Fibers implemented with bytecode instrumentation also have some (small) added overhead (which is why we'd like them to be built directly into the JVM), but this makes little difference in practice: HotSpot's compiler is so good that with any added real work, that overhead is becomes negligent, and the compilation quality means that overall performance exceeds anything that can be achieved by Erlang VMs.
Also, the report says: "the JVM has a single heap and sharing state between concurrent parties is done via locks that guarantee mutual exclusion to a specific memory area. This means that the burden of guaranteeing correct access to shared variables lies on the programmer, who must guard the critical sections by locks". This is grossly inaccurate. While it is true that the JVM has a shared heap, this means that it can allow programs to share mutable state among threads -- not that it necessarily does so. The JVM leaves the concurrency model up to the language implemented on top of it (just as the hardware and OS support a shared heap, but various languages may choose not to expose that as a visible abstraction to program code). E.g. Clojure only allows shared mutable state if it enforces transactional modifications. Erlang also allows this kind of shared state via ETS; the difference is that ETS must be programmed in C, whereas on the JVM you can write the shared data structure in a JVM language.
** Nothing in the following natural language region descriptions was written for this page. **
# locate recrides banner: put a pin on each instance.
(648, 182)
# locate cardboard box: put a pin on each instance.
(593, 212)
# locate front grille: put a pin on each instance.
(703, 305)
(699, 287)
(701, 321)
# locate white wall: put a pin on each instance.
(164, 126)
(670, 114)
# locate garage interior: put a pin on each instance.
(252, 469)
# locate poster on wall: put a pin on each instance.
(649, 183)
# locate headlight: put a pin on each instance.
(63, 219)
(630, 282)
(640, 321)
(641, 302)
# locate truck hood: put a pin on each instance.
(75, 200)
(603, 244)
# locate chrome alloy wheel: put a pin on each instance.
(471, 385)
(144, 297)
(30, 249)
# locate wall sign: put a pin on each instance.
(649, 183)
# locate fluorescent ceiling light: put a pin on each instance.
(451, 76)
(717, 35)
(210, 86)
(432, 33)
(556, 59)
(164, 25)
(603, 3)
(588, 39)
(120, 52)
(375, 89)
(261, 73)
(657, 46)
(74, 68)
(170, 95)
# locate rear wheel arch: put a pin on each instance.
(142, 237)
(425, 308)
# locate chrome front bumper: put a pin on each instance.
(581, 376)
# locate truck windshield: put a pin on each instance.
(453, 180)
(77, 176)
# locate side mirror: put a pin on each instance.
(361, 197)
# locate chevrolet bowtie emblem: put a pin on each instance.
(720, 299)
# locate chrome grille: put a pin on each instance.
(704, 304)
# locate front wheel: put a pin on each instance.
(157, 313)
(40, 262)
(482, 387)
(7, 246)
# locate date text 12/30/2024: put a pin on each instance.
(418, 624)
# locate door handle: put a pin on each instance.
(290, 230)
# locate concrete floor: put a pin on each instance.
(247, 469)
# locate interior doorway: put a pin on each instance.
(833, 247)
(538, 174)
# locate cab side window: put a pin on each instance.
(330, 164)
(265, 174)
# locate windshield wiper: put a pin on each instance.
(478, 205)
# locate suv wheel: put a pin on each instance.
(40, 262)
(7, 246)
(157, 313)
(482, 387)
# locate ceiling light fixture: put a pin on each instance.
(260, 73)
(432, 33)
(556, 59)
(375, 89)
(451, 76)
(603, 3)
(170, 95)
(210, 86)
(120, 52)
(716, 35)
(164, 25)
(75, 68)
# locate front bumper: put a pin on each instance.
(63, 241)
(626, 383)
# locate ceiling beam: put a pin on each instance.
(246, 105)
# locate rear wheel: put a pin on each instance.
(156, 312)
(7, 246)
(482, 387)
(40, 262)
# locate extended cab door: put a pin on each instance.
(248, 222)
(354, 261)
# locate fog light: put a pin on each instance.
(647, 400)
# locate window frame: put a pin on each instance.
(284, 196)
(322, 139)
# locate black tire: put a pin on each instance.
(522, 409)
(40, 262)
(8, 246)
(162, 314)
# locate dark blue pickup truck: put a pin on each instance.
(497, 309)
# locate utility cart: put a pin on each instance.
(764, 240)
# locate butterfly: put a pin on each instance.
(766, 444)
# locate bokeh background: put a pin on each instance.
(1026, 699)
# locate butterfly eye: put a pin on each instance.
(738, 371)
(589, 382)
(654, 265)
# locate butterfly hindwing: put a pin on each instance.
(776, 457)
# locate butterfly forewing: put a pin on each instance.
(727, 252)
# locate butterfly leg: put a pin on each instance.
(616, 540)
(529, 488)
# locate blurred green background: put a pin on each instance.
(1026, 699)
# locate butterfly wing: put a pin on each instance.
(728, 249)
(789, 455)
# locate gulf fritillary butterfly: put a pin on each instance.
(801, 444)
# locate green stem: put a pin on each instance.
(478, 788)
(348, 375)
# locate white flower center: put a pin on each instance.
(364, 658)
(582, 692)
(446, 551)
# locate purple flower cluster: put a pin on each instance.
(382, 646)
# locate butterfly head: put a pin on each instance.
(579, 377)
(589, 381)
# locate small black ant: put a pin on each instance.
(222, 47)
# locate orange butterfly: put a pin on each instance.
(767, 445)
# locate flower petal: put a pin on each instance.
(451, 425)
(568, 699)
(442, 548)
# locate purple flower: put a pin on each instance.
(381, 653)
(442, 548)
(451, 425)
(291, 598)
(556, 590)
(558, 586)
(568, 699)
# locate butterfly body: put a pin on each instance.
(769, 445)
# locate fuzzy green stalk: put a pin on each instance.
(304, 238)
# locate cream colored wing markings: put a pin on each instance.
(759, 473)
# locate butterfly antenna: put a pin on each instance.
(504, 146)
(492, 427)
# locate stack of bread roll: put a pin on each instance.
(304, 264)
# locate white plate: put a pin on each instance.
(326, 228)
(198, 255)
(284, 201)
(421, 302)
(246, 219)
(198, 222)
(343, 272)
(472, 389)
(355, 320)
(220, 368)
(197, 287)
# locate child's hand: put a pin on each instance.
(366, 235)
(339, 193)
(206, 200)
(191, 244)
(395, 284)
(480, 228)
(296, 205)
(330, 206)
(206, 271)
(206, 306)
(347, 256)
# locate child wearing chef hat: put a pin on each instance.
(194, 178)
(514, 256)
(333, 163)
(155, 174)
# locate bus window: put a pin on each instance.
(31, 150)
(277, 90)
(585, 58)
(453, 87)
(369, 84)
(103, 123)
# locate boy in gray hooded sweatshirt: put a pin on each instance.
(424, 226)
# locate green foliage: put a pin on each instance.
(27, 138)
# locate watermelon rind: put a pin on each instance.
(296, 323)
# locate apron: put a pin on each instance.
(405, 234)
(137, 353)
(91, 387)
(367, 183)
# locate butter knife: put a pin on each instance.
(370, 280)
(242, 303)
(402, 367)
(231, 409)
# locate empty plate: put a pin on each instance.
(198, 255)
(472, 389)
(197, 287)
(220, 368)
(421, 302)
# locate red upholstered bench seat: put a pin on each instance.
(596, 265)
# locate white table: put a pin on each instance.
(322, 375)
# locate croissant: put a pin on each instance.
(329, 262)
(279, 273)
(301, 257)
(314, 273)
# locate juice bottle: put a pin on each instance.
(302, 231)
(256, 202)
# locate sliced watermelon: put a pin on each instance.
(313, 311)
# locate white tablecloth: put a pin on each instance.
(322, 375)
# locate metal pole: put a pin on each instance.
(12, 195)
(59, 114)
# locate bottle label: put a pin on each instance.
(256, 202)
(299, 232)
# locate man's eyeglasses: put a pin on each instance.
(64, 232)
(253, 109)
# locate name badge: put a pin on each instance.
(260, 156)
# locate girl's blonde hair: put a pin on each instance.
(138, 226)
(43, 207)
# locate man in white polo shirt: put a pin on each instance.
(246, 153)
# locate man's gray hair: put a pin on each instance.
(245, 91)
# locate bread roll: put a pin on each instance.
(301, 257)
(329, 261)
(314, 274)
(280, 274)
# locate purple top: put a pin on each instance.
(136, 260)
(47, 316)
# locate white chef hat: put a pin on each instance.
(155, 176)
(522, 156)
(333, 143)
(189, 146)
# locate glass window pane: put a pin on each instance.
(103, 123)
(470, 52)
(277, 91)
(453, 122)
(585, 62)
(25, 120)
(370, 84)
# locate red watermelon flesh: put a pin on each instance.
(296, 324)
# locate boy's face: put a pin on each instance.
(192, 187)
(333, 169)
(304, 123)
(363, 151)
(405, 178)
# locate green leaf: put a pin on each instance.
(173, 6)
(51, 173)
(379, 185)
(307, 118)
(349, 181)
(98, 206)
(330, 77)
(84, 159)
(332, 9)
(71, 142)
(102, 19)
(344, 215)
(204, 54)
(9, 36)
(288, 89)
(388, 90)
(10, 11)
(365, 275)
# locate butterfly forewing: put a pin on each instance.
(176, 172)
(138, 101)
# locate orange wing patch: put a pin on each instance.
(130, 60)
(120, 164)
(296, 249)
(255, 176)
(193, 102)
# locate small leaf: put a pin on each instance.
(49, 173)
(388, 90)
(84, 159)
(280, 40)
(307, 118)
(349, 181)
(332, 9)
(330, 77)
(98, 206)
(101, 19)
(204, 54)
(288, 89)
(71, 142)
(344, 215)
This also means that on the JVM, objects stored in such a concurrent data structures are handled by the GC, whereas in Erlang (IIRC) ETS cause some issues with GC (EDIT: in fact, ETS data is not garbage collected at all).
I believe that the JVM is a strict superset of any Erlang VM. In particular, HotSpot (the OpenJDK's JVM) is so well implemented, that the main difference -- even when running programs that behave just like Erlang program -- is a huge boost in performance, and never needing to use C to achieve either good performance or some behavior that is unsupported by Erlang semantics.
You have a lot of data.
You rarely change that data.
You still have to walk over it when you garbage collect.
ETS allows you to store Erlang terms into a tuple space outside the heap of any process. This means you avoid garbage collecting, and you can have 120 gigabyte of RSS, but only have to collect 400 megabytes of those. If you look at how many "mmap" implementations there are for GC'ed languages, and if you have ever reached for one, you know what I'm talking about.
Erlang wins by a large margin because the JVM has to garbage collect and block everyone while doing so. This is not desirable in a soft-realtime system.
I'd definitely not order one as the strict superset of the other.
Not even close (certainly not when using Quasar). Whether or not you have large GC pauses depends on how you use the heap. If you only allocate objects that live for the duration of the request (which can be enforced by your choice of JVM language) you get the same GC behavior as Erlang (only more general), and a much, much, much, better computation performance, due to HotSpot having one of the world's most advanced optimizing compilers.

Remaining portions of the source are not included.